Lucy Irene Williams, in pro. per.

*545 KRUCKER, Judge.

Appellant, defendant below, appeals from a judgment of divorce in favor of the plaintiff-wife questioning the disposition of community and joint tenancy property and the amounts awarded for alimony and child support.

The parties were married on May 9, 1953. They had three children ages 16, 14 and 12. The defendant is, and has been since 1961, president of the Livy Williams Company which is engaged in the produce brokerage business. For the past several years he has drawn a salary from the company of $18,000 per year and takes home approximately $600 every two weeks. The company provides him with a 1968 Cadillac and pays all necessary expenses for this automobile. The 1970 year-end statements of the business indicate that in the month of November the business expended over $3,000 for items of entertainment for defendant and his customers and that a major portion of that amount was food expense.

At the pre-trial conference it was stipulated that the following real and personal property had been acquired during the marriage:

1. The family house located at 5102 East Desert Jewell Drive, held in joint tenancy with right of survivorship; estimated value between $65,000 and $74,000; present mortgage balance of approximately $33,000; equity in said home of approximately $33,000. Mortgage payments are $207.50 per month.
2. Household furniture and furnishings valued at $5,000.
3. A 1964 automobile valued at $500.
4. Several life insurance policies, total cash value of $14,130.
5. A boat, motor and trailer valued at $300.00.
6. Interest in Livy Williams' profit-sharing plan totaling $16,000.00.
7. 33,500 shares of capital stock in Livy Williams Company which was held by the parties as joint tenants with right of survivorship.
8. Other shares of stock, some of which were in the plaintiff's name and others held by the parties as community property with an approximate value of $1,500.

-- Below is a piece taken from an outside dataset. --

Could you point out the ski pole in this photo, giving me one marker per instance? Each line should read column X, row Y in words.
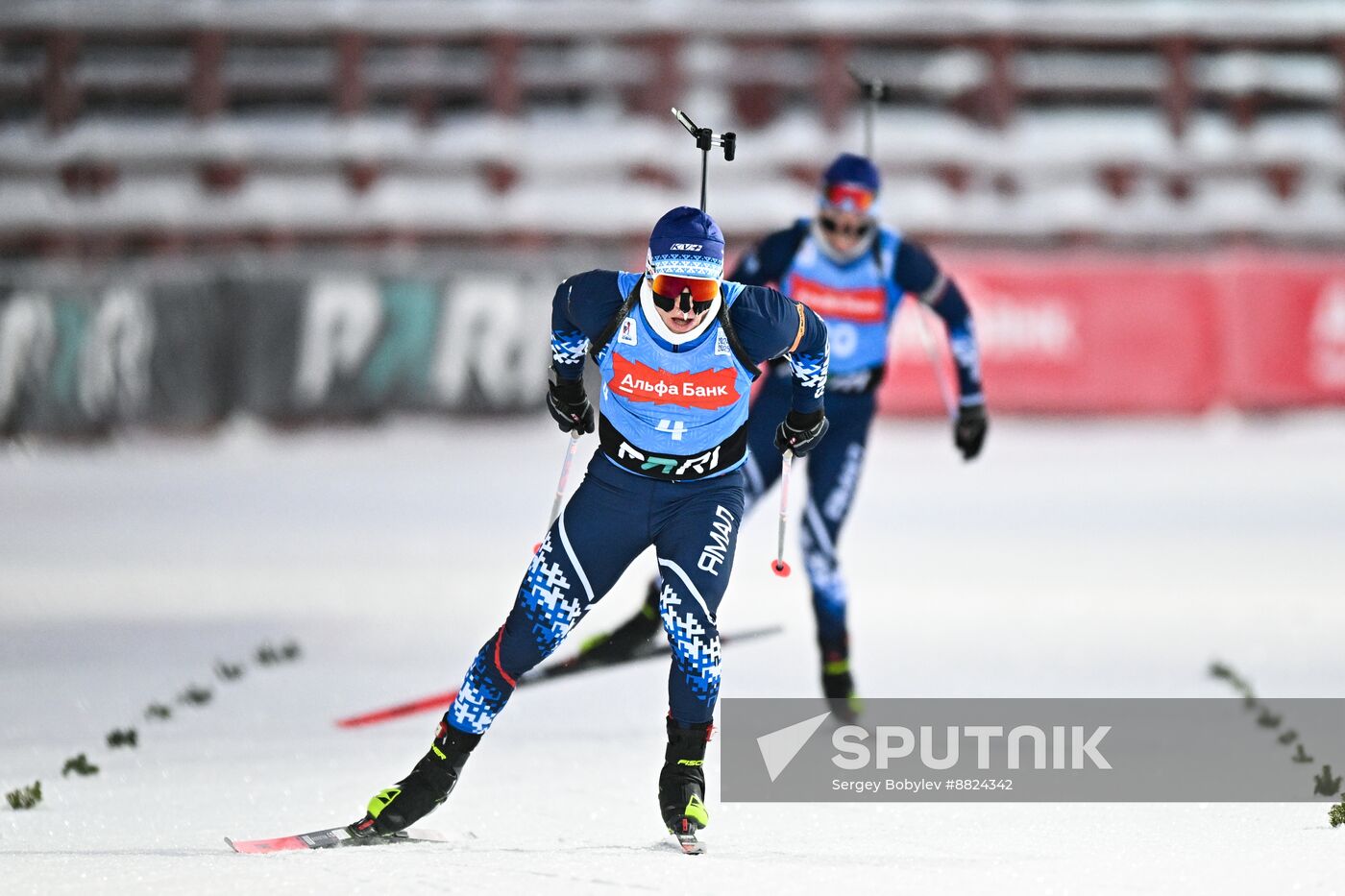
column 560, row 487
column 777, row 566
column 934, row 365
column 705, row 140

Under the terms of the trial court's order dissolving the marital relationship, the plaintiff received the family house, the furniture, the family car, the stocks and bonds held in her name and three life insurance policies with cash values totaling $4,937.00. The court also awarded the plaintiff custody of the three minor children and ordered the defendant to pay $200 per month per child for the support of the children and $200 per month alimony. The defendant was awarded all shares of the Livy Williams Company stock, his interest in the profit sharing plan, life insurance policies with a cash value of $9,193, the boat, motor and trailer, and the community-held stocks and bonds. In addition, he was ordered to hold the plaintiff harmless for any and all obligations of the parties to the Livy Williams Company. This amounted to the extinguishment, as to the wife, of a community indebtedness to the Livy Williams Company of $16,500 and a stock deficit in said company totaling $7,368.62.

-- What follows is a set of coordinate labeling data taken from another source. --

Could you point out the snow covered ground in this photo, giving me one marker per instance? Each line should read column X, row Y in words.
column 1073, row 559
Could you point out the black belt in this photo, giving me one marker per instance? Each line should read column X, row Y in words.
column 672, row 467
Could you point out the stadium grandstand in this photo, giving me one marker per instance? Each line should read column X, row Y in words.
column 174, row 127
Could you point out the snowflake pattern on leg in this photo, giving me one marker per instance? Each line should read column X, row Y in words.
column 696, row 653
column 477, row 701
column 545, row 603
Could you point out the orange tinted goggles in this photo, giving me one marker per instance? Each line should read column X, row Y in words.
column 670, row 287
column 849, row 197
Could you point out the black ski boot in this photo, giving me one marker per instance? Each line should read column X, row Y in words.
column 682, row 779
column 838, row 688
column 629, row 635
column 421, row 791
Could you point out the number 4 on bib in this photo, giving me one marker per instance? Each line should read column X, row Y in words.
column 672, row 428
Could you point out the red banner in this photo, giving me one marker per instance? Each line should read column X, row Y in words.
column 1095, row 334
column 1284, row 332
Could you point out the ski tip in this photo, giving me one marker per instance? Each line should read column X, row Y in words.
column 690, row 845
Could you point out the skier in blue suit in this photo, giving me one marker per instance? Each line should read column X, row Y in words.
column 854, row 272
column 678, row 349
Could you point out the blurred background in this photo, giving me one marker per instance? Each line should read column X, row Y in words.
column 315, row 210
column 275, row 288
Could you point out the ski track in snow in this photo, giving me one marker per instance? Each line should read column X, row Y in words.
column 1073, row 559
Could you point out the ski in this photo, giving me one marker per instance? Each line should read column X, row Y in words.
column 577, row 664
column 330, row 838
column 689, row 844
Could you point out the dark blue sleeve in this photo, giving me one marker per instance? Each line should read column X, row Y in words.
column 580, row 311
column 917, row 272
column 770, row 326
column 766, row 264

Although the defendant presents three questions for our consideration, we feel it necessary to address ourselves to the following:

1. Did the trial court pursuant to A.R.S. § 25-318, as amended, have jurisdiction to award the family home to plaintiff when title was held by the parties as joint tenants with right of survivorship?
2. Was the trial court's award of alimony and child support so excessive as to constitute an abuse of discretion?

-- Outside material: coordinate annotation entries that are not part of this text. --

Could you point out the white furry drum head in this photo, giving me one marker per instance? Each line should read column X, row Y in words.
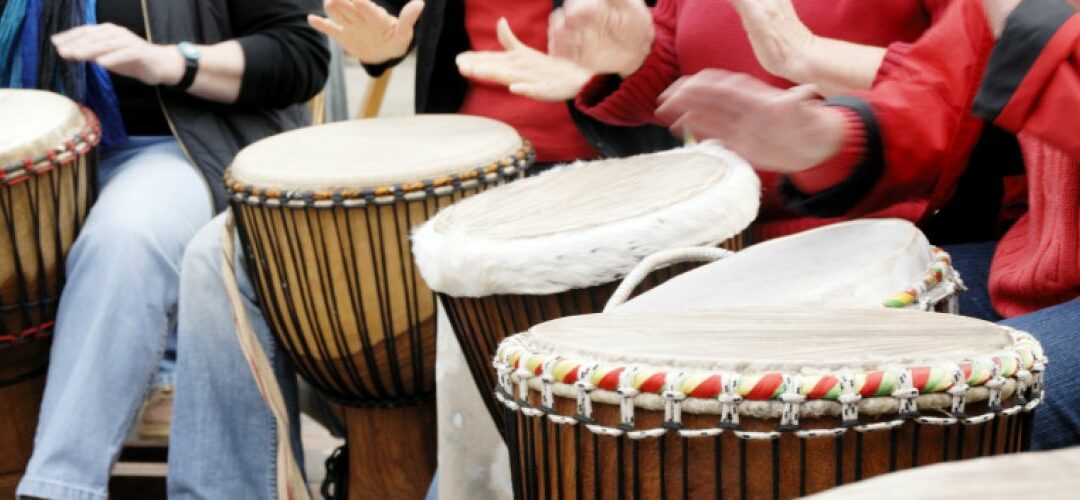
column 761, row 339
column 377, row 152
column 34, row 122
column 856, row 264
column 586, row 224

In addition, we deem it necessary to raise ex mero motu the question of whether there was a proper division of the Livy Williams Company stock.

*546 FAMILY HOME HELD IN JOINT TENANCY WITH RIGHT OF SURVIVORSHIP

Our Supreme Court has recently, in the case of Becchelli v. Becchelli, 109 Ariz. 229, 508 P.2d 59 (filed March 22, 1973), held that the trial court has no authority to make an equitable division of property held in joint tenancy and must divide it equally if so requested by the parties. Thus, the trial court erred in awarding the wife the family residence.

CAPITAL STOCK IN LIVEY WILLIAMS COMPANY HELD IN JOINT TENANCY WITH RIGHT OF SURVIVORSHIP

Plaintiff, appearing in propria persona, has not filed a cross appeal in the case sub judice. While it is true that we will not ordinarily review such parts of the decree as are not complained of, we will raise jurisdictional questions on our own motion. Cf., Gage v. Gage, 11 Ariz. App. 76, 462 P.2d 93 (1970); Riley v. County of Cochise, 10 Ariz. App. 55, 455 P.2d 1005 (1969). See, e.g., Hutchins v. Hutchins, 136 Me. 513, 4 A.2d 679 (1939); Hayden v. Hayden, 326 Mass. 587, 96 N.E.2d 136 (1950).

As stated in Becchelli, supra:

"... [we] find nothing in the language of the amendment which gives the Superior Court the authority to divide as seems just and right jointly held property." 109 Ariz. at p. 234, 508 P.2d at p. 64.

We take this lack of authority to mean lack of jurisdiction. Therefore, the trial court erred in awarding the jointly held stock to the defendant.

AWARD OF ALIMONY AND CHILD SUPPORT

Defendant's final contention is that the trial court clearly abused its discretion in awarding $200 per month for child support for each child and $200 per month for alimony (totaling $800 per month) because his net income was only $1,200 per month and his necessary monthly living expenses totaled $680.

Broad discretion is afforded the trial court in determining what amount should be awarded for alimony and child support. Kennedy v. Kennedy, 93 Ariz. 252, 379 P.2d 966 (1963). Where there is any reasonable evidence to support the judgment, an appellate court will not disturb it. Smith v. Smith, 89 Ariz. 84, 358 P.2d 183 (1960). It will only be overturned by this court where there is an abuse of discretion. Bergman v. Bergman, 1 Ariz. App. 209, 401 P.2d 163 (1965).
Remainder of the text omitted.